If I am hungry, then food feel subjectively important to me, yes. What does that have to do with eternalism and nihilism?

Different foods have different meanings; there’s fancy food and boring food and comfort food. What foods have which meanings vary somewhat from person to person and culture to culture, but some food is fancy enough that nearly everyone will agree it’s fancy.

People have opinions about food and emotional associations with food, yes. What does that have to do with eternalism and nihilism.

On a busy sidewalk, your eyes lock for an instant with those of a cute stranger coming toward you, and then they pass. You stop and look back over your shoulder and see that they have done the same. You can see that this is meaningful—even if it’s not exactly clear what it will mean—and an attentive third person would see the same.

What the hell? Yes, if someone stops and looks back at me, then I can derive information from that. I can derive that it is moderately likely that the person is interested in me, and it might be worth my while to try to talk to them. This seems to me extremely simple and pragmatic. What does that have to do with all the philosophy?

All these examples, as far as I can tell, are fully compatible with what Chapman calls nihilism. But these exact examples form Chapman’s attempt to refute nihilism: Because there exists “meaningfulness” as described in these 3 examples and a few more, nihilism is obviously false, according to Chapman.
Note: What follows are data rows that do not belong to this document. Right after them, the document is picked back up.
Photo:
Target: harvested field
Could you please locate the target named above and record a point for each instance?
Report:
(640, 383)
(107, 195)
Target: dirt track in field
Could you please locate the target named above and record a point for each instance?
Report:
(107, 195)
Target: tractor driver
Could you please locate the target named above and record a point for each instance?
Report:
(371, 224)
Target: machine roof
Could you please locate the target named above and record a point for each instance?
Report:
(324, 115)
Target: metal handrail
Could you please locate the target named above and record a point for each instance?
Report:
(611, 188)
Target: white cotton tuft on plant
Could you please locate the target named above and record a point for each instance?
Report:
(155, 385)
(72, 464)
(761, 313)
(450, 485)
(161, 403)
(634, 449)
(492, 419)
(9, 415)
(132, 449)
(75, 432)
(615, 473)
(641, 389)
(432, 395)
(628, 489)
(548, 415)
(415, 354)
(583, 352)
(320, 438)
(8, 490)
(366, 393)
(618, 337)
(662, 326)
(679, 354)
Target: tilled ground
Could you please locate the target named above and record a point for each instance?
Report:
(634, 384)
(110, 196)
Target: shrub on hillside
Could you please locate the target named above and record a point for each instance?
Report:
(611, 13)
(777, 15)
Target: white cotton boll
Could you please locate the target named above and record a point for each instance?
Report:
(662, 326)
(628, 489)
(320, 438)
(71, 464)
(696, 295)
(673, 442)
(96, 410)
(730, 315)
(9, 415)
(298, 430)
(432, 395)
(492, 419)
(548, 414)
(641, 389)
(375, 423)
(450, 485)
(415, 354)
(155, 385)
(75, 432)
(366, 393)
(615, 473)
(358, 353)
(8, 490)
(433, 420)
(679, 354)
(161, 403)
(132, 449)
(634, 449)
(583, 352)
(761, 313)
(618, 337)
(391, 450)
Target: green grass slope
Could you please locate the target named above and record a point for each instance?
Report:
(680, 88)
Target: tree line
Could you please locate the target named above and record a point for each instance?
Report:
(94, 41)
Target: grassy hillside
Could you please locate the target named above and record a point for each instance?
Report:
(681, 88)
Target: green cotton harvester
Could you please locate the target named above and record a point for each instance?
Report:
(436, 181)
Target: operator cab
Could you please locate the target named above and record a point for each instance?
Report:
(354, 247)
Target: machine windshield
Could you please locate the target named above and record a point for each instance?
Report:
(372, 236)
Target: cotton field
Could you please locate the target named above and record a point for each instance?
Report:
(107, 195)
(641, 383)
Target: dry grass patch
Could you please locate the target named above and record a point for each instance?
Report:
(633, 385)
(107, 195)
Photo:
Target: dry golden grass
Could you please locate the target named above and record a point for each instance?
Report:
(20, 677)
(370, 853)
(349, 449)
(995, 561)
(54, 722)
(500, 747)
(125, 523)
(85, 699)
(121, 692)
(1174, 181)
Now, I do not feel a lack of meaning nor a search for meaning in my life. I am very concerned with ethics, but alas, Chapman’s treatment of ethics is woefully unfinished. Chapman seems very confident that he knows the answers to most if not all questions of ethics (and he contemptuously dismisses most moral philosophers and their work), but he provides very little in the way of arguments or explanations. Indeed, precisely because he is so sure of himself, I strongly suspect that Chapman does not understand ethics nearly as well as he thinks he does.

Is there anyone else who has read Meaningness and can help me understand what Chapman is talking about when he talks about… well, meaningness?